At Emdalo Technologies, we specialize in Artificial Intelligence solutions at the Edge.
Over the past year or two, we decided to explore RISC-V, the free and open Instruction Set Architecture (ISA) that’s taking the semiconductor industry by storm. In particular, we were curious about how we would use this architecture with some of our Edge AI solutions.
Rather than being an open source processor, RISC-V is an open source processor specification. This in itself is very interesting because it serves to break processor lock-in, and opens a rich ecosystem to anybody wanting to build a new processor to support it, and fosters innovation and experimentation in its openness.

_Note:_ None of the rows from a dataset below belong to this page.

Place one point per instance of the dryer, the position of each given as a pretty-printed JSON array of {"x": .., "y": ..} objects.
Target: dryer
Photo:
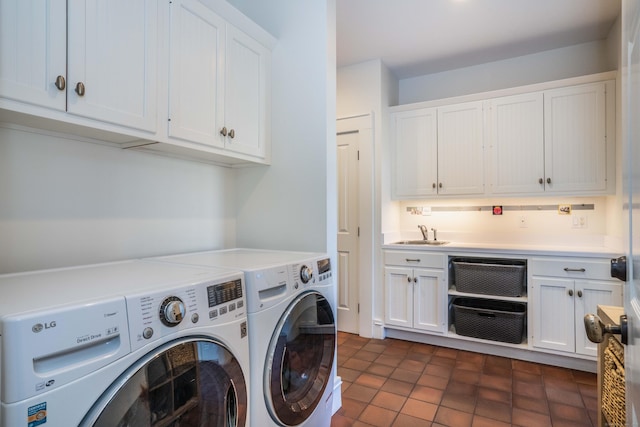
[
  {"x": 127, "y": 343},
  {"x": 292, "y": 331}
]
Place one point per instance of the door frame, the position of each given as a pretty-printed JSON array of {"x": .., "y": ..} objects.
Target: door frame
[{"x": 364, "y": 125}]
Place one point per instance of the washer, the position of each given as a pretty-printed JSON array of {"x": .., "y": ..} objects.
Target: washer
[
  {"x": 127, "y": 343},
  {"x": 292, "y": 331}
]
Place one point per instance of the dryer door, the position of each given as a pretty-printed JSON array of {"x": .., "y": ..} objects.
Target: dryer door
[
  {"x": 300, "y": 359},
  {"x": 193, "y": 381}
]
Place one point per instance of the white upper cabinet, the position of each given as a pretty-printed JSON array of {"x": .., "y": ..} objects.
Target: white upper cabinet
[
  {"x": 575, "y": 138},
  {"x": 196, "y": 85},
  {"x": 219, "y": 79},
  {"x": 415, "y": 152},
  {"x": 113, "y": 61},
  {"x": 95, "y": 59},
  {"x": 460, "y": 149},
  {"x": 438, "y": 151},
  {"x": 516, "y": 144},
  {"x": 33, "y": 51}
]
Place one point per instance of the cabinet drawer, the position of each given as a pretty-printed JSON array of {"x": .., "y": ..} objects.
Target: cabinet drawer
[
  {"x": 414, "y": 259},
  {"x": 571, "y": 268}
]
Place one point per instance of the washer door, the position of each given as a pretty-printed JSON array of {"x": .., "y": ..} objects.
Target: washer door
[
  {"x": 300, "y": 359},
  {"x": 194, "y": 382}
]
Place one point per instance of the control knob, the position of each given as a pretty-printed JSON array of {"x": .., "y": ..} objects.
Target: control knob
[
  {"x": 172, "y": 311},
  {"x": 306, "y": 274}
]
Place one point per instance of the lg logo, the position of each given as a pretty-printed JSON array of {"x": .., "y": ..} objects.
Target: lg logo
[{"x": 38, "y": 327}]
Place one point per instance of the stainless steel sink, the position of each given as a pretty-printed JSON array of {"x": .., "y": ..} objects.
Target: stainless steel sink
[{"x": 421, "y": 242}]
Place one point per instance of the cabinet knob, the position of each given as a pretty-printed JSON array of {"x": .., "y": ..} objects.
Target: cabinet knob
[
  {"x": 80, "y": 89},
  {"x": 61, "y": 83}
]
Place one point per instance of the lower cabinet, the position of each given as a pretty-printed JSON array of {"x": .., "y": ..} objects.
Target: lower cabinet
[
  {"x": 415, "y": 297},
  {"x": 561, "y": 293}
]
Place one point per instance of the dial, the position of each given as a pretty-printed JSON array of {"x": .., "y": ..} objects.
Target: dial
[
  {"x": 306, "y": 274},
  {"x": 172, "y": 311}
]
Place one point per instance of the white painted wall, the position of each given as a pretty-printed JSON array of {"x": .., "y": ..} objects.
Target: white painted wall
[
  {"x": 557, "y": 64},
  {"x": 67, "y": 202},
  {"x": 292, "y": 204}
]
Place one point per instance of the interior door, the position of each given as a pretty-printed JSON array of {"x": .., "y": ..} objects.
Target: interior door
[
  {"x": 348, "y": 232},
  {"x": 631, "y": 187}
]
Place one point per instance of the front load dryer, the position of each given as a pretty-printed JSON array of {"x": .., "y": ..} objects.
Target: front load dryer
[
  {"x": 124, "y": 344},
  {"x": 292, "y": 331}
]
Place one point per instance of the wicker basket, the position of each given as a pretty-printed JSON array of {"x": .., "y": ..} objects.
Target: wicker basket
[
  {"x": 490, "y": 320},
  {"x": 613, "y": 385},
  {"x": 490, "y": 277}
]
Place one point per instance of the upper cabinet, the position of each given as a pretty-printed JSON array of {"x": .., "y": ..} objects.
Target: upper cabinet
[
  {"x": 91, "y": 59},
  {"x": 554, "y": 141},
  {"x": 185, "y": 78},
  {"x": 219, "y": 79},
  {"x": 438, "y": 151}
]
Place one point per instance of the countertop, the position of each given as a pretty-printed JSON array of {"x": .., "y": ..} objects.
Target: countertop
[{"x": 513, "y": 248}]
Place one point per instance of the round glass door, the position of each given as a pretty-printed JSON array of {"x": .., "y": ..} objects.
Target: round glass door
[
  {"x": 191, "y": 382},
  {"x": 300, "y": 359}
]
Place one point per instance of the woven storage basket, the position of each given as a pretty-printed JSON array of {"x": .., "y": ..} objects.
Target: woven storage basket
[
  {"x": 490, "y": 278},
  {"x": 613, "y": 386},
  {"x": 490, "y": 320}
]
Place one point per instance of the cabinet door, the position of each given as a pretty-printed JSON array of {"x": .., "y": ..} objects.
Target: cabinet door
[
  {"x": 399, "y": 296},
  {"x": 589, "y": 294},
  {"x": 113, "y": 53},
  {"x": 33, "y": 51},
  {"x": 247, "y": 94},
  {"x": 428, "y": 301},
  {"x": 575, "y": 140},
  {"x": 415, "y": 153},
  {"x": 553, "y": 314},
  {"x": 516, "y": 138},
  {"x": 196, "y": 82},
  {"x": 460, "y": 149}
]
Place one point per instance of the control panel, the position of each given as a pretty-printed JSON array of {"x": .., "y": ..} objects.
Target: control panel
[{"x": 152, "y": 316}]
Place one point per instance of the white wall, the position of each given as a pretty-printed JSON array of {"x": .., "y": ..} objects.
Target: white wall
[
  {"x": 556, "y": 64},
  {"x": 67, "y": 202},
  {"x": 291, "y": 204}
]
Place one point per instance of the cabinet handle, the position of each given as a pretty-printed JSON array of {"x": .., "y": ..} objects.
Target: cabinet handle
[
  {"x": 80, "y": 89},
  {"x": 61, "y": 84}
]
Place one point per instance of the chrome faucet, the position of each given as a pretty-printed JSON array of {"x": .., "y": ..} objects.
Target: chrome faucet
[{"x": 425, "y": 231}]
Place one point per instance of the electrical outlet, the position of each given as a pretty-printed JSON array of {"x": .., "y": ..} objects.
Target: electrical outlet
[
  {"x": 579, "y": 221},
  {"x": 523, "y": 222}
]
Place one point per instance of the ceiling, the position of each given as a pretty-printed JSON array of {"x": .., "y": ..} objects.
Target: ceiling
[{"x": 417, "y": 37}]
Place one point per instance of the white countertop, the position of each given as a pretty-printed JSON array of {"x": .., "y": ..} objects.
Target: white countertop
[{"x": 514, "y": 248}]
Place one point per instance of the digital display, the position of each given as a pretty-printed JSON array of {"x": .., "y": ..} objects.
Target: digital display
[
  {"x": 324, "y": 265},
  {"x": 224, "y": 292}
]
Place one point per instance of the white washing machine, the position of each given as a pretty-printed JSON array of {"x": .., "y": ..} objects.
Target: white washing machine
[
  {"x": 124, "y": 344},
  {"x": 292, "y": 331}
]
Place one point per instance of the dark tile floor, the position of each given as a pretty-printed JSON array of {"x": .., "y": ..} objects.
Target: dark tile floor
[{"x": 403, "y": 384}]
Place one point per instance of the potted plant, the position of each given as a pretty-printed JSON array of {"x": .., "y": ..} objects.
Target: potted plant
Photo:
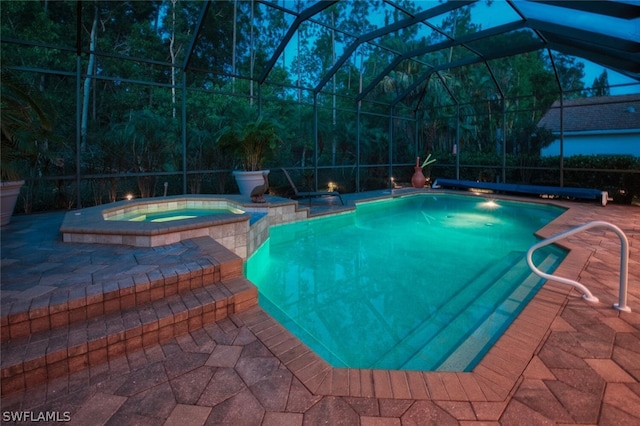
[
  {"x": 418, "y": 179},
  {"x": 25, "y": 128},
  {"x": 252, "y": 144}
]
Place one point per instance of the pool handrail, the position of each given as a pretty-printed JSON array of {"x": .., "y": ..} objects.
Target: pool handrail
[{"x": 587, "y": 295}]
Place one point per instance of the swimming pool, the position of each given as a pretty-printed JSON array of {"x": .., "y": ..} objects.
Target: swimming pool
[{"x": 424, "y": 282}]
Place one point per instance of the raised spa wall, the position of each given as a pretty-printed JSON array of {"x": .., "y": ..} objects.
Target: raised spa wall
[{"x": 240, "y": 233}]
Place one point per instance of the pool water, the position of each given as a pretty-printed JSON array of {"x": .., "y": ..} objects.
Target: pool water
[
  {"x": 143, "y": 215},
  {"x": 425, "y": 282}
]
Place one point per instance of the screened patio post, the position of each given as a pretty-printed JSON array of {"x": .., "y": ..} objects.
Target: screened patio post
[{"x": 184, "y": 131}]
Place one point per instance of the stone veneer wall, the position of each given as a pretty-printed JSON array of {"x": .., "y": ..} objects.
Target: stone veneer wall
[{"x": 259, "y": 231}]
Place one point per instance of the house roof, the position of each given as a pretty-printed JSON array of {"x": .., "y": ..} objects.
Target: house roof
[{"x": 597, "y": 113}]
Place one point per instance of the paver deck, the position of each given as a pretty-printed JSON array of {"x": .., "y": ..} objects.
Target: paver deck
[{"x": 563, "y": 361}]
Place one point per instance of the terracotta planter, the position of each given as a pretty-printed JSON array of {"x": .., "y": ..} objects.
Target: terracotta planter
[
  {"x": 9, "y": 192},
  {"x": 418, "y": 180},
  {"x": 248, "y": 180}
]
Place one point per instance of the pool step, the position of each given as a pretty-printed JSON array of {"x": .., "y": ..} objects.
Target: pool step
[
  {"x": 466, "y": 353},
  {"x": 478, "y": 324},
  {"x": 158, "y": 310},
  {"x": 415, "y": 340}
]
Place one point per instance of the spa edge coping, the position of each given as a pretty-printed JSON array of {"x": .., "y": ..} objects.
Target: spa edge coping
[{"x": 91, "y": 220}]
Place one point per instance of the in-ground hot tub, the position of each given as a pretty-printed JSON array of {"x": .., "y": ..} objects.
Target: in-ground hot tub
[{"x": 224, "y": 220}]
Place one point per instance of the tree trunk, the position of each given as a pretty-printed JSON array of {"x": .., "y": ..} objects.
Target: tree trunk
[{"x": 87, "y": 81}]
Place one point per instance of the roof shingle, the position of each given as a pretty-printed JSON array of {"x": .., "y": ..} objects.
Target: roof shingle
[{"x": 596, "y": 113}]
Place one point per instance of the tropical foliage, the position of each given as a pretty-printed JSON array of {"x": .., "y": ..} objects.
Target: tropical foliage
[{"x": 152, "y": 102}]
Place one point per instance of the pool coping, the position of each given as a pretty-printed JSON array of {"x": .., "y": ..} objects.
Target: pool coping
[{"x": 494, "y": 379}]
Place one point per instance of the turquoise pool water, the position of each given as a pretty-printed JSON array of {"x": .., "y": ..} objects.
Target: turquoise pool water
[{"x": 425, "y": 282}]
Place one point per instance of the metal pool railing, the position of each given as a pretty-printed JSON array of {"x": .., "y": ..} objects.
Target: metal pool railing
[{"x": 624, "y": 263}]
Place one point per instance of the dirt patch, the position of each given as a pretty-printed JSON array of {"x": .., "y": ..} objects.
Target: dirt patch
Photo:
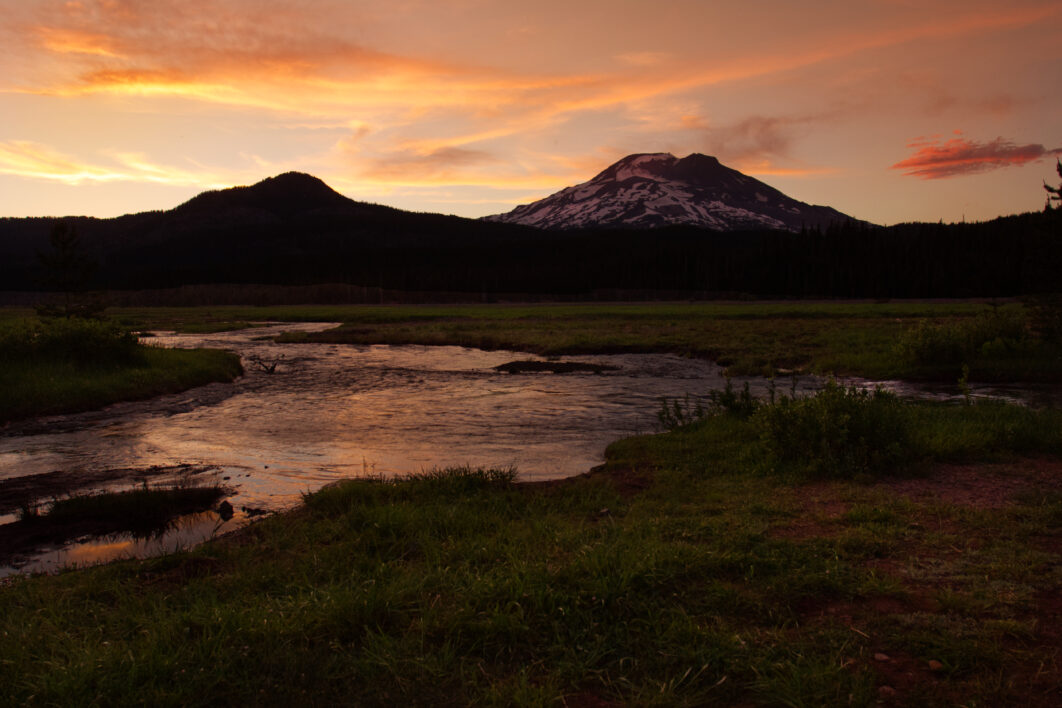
[
  {"x": 981, "y": 486},
  {"x": 19, "y": 491}
]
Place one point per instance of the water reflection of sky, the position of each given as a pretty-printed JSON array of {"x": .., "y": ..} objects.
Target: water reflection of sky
[{"x": 335, "y": 411}]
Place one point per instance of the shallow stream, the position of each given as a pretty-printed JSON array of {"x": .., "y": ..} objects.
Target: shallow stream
[{"x": 330, "y": 412}]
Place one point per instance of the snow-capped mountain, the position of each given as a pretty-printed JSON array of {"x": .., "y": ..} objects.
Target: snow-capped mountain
[{"x": 658, "y": 189}]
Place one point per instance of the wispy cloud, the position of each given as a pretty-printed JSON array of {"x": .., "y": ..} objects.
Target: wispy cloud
[
  {"x": 937, "y": 158},
  {"x": 38, "y": 161}
]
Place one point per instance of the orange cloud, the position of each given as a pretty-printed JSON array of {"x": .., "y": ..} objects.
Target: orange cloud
[
  {"x": 30, "y": 159},
  {"x": 937, "y": 159}
]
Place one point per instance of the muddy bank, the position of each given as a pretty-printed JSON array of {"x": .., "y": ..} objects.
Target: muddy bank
[
  {"x": 140, "y": 513},
  {"x": 18, "y": 493}
]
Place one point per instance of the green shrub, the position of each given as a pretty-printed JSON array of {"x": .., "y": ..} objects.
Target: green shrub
[
  {"x": 682, "y": 412},
  {"x": 991, "y": 334},
  {"x": 837, "y": 433}
]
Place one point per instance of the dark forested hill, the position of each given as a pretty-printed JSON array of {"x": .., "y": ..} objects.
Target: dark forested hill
[{"x": 293, "y": 229}]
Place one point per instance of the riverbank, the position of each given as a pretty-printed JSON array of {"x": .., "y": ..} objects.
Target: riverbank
[
  {"x": 70, "y": 365},
  {"x": 681, "y": 572},
  {"x": 861, "y": 339}
]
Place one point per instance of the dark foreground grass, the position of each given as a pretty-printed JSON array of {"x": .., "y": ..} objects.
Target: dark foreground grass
[{"x": 679, "y": 574}]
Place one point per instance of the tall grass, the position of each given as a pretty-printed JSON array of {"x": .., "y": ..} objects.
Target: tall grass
[
  {"x": 65, "y": 365},
  {"x": 843, "y": 432},
  {"x": 992, "y": 333},
  {"x": 840, "y": 432},
  {"x": 78, "y": 341}
]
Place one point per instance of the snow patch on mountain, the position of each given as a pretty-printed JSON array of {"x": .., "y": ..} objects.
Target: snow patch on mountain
[{"x": 658, "y": 189}]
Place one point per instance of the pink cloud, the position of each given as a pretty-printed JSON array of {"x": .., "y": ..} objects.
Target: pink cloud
[{"x": 936, "y": 158}]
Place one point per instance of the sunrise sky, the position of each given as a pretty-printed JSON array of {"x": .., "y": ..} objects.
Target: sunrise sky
[{"x": 887, "y": 109}]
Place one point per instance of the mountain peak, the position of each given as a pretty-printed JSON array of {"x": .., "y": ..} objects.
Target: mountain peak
[
  {"x": 284, "y": 194},
  {"x": 657, "y": 189}
]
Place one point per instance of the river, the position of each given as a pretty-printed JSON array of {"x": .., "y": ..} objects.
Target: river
[{"x": 329, "y": 412}]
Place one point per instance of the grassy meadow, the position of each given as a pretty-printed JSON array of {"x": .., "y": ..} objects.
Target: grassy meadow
[
  {"x": 902, "y": 340},
  {"x": 697, "y": 567},
  {"x": 844, "y": 549},
  {"x": 68, "y": 365}
]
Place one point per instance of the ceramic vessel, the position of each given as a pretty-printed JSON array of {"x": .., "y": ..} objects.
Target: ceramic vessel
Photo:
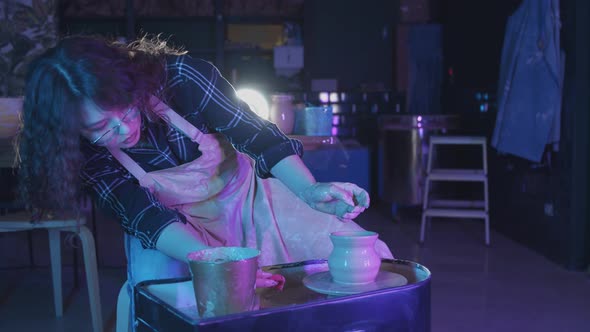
[
  {"x": 282, "y": 112},
  {"x": 354, "y": 259}
]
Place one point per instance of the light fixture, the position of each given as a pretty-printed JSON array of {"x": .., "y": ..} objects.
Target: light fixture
[{"x": 256, "y": 101}]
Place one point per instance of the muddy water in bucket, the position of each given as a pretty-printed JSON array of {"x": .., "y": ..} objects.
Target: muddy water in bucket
[{"x": 224, "y": 280}]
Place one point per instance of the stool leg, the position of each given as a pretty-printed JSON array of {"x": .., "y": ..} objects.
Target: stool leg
[
  {"x": 423, "y": 227},
  {"x": 487, "y": 221},
  {"x": 55, "y": 256},
  {"x": 123, "y": 309},
  {"x": 91, "y": 277}
]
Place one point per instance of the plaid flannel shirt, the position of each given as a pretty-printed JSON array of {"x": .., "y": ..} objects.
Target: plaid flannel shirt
[{"x": 199, "y": 93}]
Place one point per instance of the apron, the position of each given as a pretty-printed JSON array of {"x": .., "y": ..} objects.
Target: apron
[{"x": 228, "y": 205}]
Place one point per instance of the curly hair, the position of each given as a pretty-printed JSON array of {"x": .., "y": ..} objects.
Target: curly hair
[{"x": 111, "y": 74}]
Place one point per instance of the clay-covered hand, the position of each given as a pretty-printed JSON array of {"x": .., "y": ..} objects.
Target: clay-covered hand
[
  {"x": 342, "y": 199},
  {"x": 267, "y": 280}
]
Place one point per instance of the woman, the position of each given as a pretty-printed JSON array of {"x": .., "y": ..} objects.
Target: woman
[{"x": 166, "y": 147}]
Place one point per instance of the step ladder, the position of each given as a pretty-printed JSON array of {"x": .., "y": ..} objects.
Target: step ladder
[{"x": 473, "y": 209}]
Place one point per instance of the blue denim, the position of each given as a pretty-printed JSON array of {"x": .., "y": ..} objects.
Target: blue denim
[
  {"x": 148, "y": 264},
  {"x": 531, "y": 80}
]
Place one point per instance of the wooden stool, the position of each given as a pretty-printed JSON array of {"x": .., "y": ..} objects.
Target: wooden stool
[
  {"x": 21, "y": 221},
  {"x": 456, "y": 208}
]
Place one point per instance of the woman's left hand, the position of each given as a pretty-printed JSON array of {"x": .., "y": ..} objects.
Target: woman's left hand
[{"x": 342, "y": 199}]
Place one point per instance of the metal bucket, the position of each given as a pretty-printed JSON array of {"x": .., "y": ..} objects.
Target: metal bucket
[
  {"x": 314, "y": 121},
  {"x": 224, "y": 280}
]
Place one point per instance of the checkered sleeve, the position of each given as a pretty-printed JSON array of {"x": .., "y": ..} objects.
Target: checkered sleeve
[
  {"x": 119, "y": 195},
  {"x": 209, "y": 101}
]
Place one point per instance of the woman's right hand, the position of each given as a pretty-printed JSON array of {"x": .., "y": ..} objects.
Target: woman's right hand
[
  {"x": 268, "y": 280},
  {"x": 342, "y": 199}
]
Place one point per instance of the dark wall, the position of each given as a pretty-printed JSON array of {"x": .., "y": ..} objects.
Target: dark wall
[
  {"x": 541, "y": 205},
  {"x": 351, "y": 41}
]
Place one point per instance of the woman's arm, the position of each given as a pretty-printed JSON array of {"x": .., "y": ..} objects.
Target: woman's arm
[
  {"x": 178, "y": 240},
  {"x": 345, "y": 200}
]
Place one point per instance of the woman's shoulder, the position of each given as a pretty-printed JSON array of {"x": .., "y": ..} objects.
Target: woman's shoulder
[{"x": 181, "y": 65}]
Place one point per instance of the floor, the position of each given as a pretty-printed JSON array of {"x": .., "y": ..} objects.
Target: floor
[{"x": 504, "y": 287}]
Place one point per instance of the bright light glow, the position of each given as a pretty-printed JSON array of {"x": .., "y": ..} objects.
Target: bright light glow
[
  {"x": 334, "y": 97},
  {"x": 256, "y": 101}
]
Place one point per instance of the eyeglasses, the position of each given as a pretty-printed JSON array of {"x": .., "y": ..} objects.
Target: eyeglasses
[{"x": 110, "y": 133}]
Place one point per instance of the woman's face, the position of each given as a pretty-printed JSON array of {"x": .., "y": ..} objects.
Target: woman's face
[{"x": 116, "y": 127}]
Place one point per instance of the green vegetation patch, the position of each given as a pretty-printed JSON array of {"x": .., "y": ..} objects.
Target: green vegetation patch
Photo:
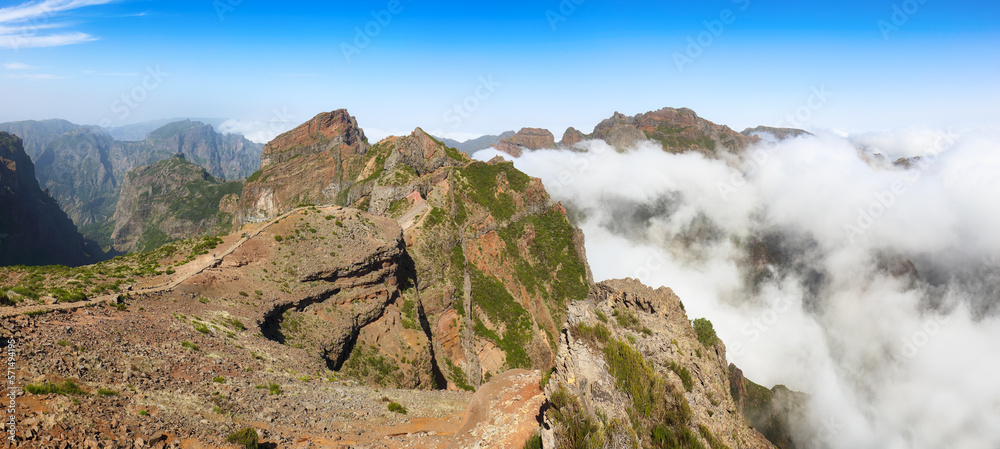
[
  {"x": 497, "y": 303},
  {"x": 659, "y": 412},
  {"x": 245, "y": 437},
  {"x": 66, "y": 387},
  {"x": 482, "y": 182},
  {"x": 705, "y": 331}
]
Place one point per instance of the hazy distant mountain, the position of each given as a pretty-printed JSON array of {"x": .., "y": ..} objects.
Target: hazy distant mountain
[
  {"x": 169, "y": 200},
  {"x": 474, "y": 145},
  {"x": 33, "y": 230},
  {"x": 36, "y": 134},
  {"x": 83, "y": 166},
  {"x": 139, "y": 131}
]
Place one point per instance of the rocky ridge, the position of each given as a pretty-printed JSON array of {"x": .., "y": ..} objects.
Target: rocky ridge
[
  {"x": 33, "y": 230},
  {"x": 170, "y": 200}
]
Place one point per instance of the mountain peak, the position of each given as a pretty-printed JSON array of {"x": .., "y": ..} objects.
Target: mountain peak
[{"x": 322, "y": 132}]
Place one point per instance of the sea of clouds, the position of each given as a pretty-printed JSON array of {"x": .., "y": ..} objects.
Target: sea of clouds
[{"x": 882, "y": 301}]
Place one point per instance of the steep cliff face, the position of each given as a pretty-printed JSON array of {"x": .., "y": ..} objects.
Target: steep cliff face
[
  {"x": 80, "y": 171},
  {"x": 317, "y": 162},
  {"x": 33, "y": 230},
  {"x": 632, "y": 371},
  {"x": 169, "y": 200},
  {"x": 496, "y": 261},
  {"x": 226, "y": 156}
]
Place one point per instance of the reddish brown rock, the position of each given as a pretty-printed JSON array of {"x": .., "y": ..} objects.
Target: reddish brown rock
[
  {"x": 571, "y": 137},
  {"x": 324, "y": 132},
  {"x": 503, "y": 413}
]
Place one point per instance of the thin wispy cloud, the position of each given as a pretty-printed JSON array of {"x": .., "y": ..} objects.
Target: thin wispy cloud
[
  {"x": 23, "y": 26},
  {"x": 35, "y": 76},
  {"x": 18, "y": 66}
]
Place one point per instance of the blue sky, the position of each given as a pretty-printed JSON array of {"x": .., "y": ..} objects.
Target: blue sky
[{"x": 876, "y": 64}]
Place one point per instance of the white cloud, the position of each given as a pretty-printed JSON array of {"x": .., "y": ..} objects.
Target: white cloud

The platform of SiFive’s HiVie Unleashed board in conjunction with Microsemi’s HiFive Unleased Expansion board provides an interest desktop-like environment on which to develop applications for RISC-V. Western Digital have released a tutorial describing how to get Fedora’s Gnome Desktop running on RISC-V. We've had success in getting a Debian environment running using similar hardware.
Another favorite technology of ours is “The Microsoft Cognitive Toolkit”, previously known as the CNTK. The Cognitive toolkit has a number of desirable attributes when compared to incumbant frameworks, such as supporting both CPU and GPU variants, cross platform (Linux, Windows, x86, ARM64), bindings for multiple languages, strong support for the Open Neural Network Exchange (ONNX) format, and blazingly fast parallelizable training. Additionally, being later to the game, it has benefitted from stepping over mistakes previous toolkits have made, resulting in a clean and easy to use API. The Cognitive Toolkit has improved release after release, and it now has a thriving community with lots of examples for various types of network.
We thought why not port the Cognitive Toolkit to Linux on our RISC-V development platform? Initially this began as an experiment, but as it is our favorite and most productive toolkit porting it enables us to develop applications and demos for our customers and demonstrate them on the RISC-V architecture.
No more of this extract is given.